最近は「ベジファースト」という言葉や「時間栄養学」によって、食べる順番が生活習慣病の予防に役立つとの考えが広まってきています。同じ食事をしていても、食べる順番を変えることで血糖値の上昇のスピードを緩やかにすることができるようです。

この記事では、血糖値の急激な上昇を防ぐ食べ方のコツについて解説していきます。糖尿病予備群の人は、食事のカロリーや内容だけではなく、「どう食べるか」という食べ方も意識してみてくださいね。

目次

糖尿病予備群の概要と割合

糖尿病予備群は、糖尿病と診断されるほど血糖値が高いわけではないが、正常よりも高くなってきた状態をいいます。厚生労働省の平成28年度の調査では、「糖尿病の可能性を否定できない者」の割合は、平成19年以降減少していますが、それでも男女共に12%の割合で存在し、1,000万人もの人が該当しているそうです。

糖尿病予備群の診断目安(75gブドウ糖負荷試験による判定)

糖液を飲む前 飲んで2時間後
正常 110mg/dL未満 そして 140mg/dL未満
糖尿病予備群 どちらも当てはまらない場合
糖尿病 126mg/dL以上 または 200mg/dL以上

予備群と言われても、「食事も運動も変えるつもりはない」と思っている人は要注意です。糖尿病は血糖値が高くなること以外の症状があまり見られないので、発見が遅れてしまうこともあります。進行すると、眼や腎臓に合併症を起こし、虚血性心疾患のリスクを高めます。
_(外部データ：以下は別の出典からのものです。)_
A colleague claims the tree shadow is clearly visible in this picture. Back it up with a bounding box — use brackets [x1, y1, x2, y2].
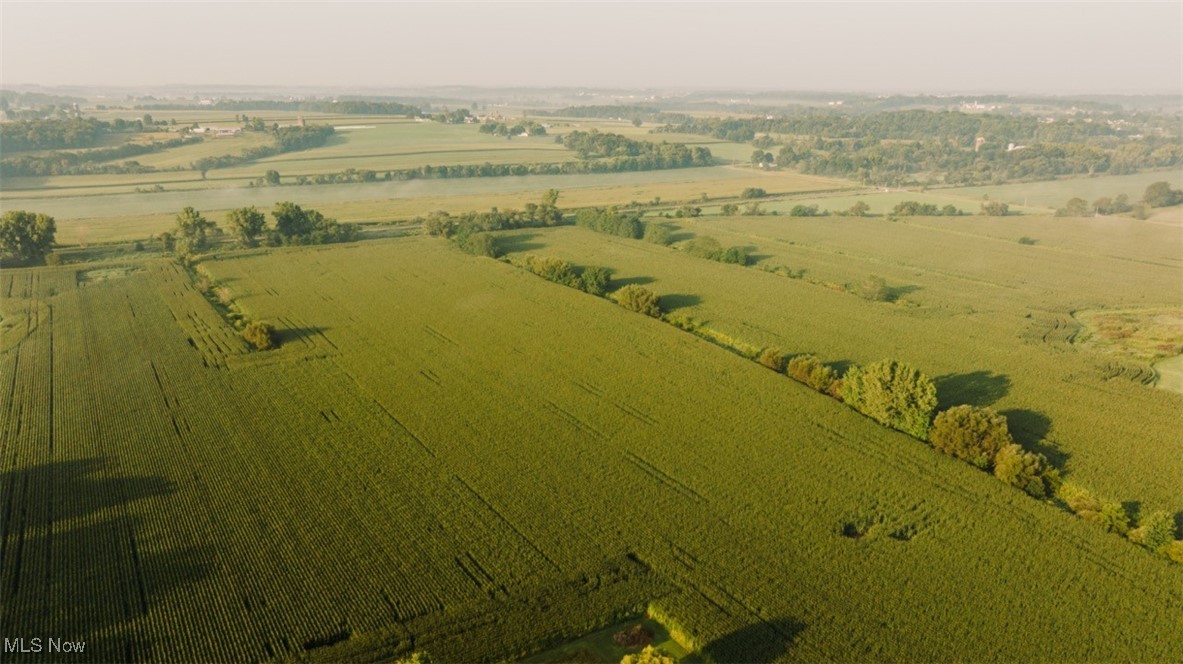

予備群は糖尿病へと進行しやすい状態であり、症状がなくても生活習慣を見直す必要があります。生活習慣を改善することで糖尿病発症のリスクを減らすことができますよ。

野菜から先に食べるメリットとは?

野菜やきのこ、海藻類に多く含まれている食物繊維には、血糖値の上昇を緩やかにする働きがあります。最近では「ベジファースト」という言葉もあり、野菜から先に食べる食べ方が広がってきています。

それではなぜ、血糖値は緩やかに上がる方が良いと言われているのでしょうか。まず、食事をすると血糖値が上昇しますが、それを下げるためにインスリンというホルモンが分泌されます。
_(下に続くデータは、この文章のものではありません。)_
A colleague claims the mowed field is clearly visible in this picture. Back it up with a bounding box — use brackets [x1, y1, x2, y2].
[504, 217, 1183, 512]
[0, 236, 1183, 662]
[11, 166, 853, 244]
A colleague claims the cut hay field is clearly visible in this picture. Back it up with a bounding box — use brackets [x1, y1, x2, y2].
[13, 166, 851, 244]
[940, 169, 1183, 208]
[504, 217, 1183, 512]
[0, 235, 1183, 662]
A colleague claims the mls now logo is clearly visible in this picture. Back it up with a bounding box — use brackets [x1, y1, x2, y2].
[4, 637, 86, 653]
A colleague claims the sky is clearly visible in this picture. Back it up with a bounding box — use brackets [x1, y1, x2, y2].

インスリンの働きによって臓器細胞は血糖を取り込み、エネルギー源として使用したり、タンパク質の合成をしています。しかしインスリンが一度に大量に放出されると、細胞側の取り込みが追いつかずに血糖が余ってしまい、その分が脂肪細胞に蓄えられていきます。これが体に脂肪が溜まり、肥満になる原因です。

人気のダイエット法の一つに、低インスリンダイエットがあります。これは、血糖値の上昇を上げにくい食品を利用したダイエット法です。血糖値を緩やかに上げること、インスリンの分泌を抑えることは肥満の防止にもなります。糖尿病や肥満の予防には、インスリンのコントロールが不可欠なのです。

血糖値を上げない食べ方のコツとは?

糖尿病の食事療法は、医師から指示されたカロリーを基準として、バランスよく食事を組み合わせていきます。予備群の場合でも基本的な考えは変わりません。
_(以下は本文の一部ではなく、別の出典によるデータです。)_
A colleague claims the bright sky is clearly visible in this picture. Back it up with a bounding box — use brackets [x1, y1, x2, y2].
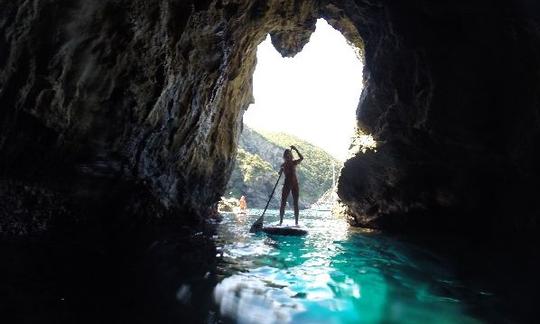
[244, 19, 362, 160]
食事を食べ過ぎないことはもちろんですが、同じ量でも血糖値を上げやすいものと上げにくい食べ方があるので、次のポイントを日頃から意識していきましょう。

ゆっくり時間をかけて食べる

早食いは食べたものが腸に届く時間も短いので、血糖値が上昇しやすくなります。また、ゆっくり食べることで満足感を得られやすく食べ過ぎ予防にもなります。1口につき30回以上噛むように心がけましょう。

1日3食食べる

まとめて食事を摂ると1回の量が多くなりがちです。そのような食べ方は食後の血糖値を上げやすくなります。特に朝食の欠食が目立ちますが、朝食は体内リズムを整えたり、日中の活動エネルギーを作る役割があります。1日3は健康的な体づくりには欠かせません。

色々な食品をとる

丼もの麺類などの単品料理は、短時間で消化吸収され、血糖値が上がりやすくなります。栄養バランスも偏りがちなので、幅広く色々な食品の摂れる品数の多い食事を目指しましょう。

まとめ

糖尿病食というと病気の人が食べる食事という印象が強いですが、決してそのようなことはありません。糖尿病食は適切なカロリーにコントロールされ、栄養バランスの整ったものです。肥満の人、糖尿病予備群の人だけではなく、病気を予防したい全ての人にオススメです。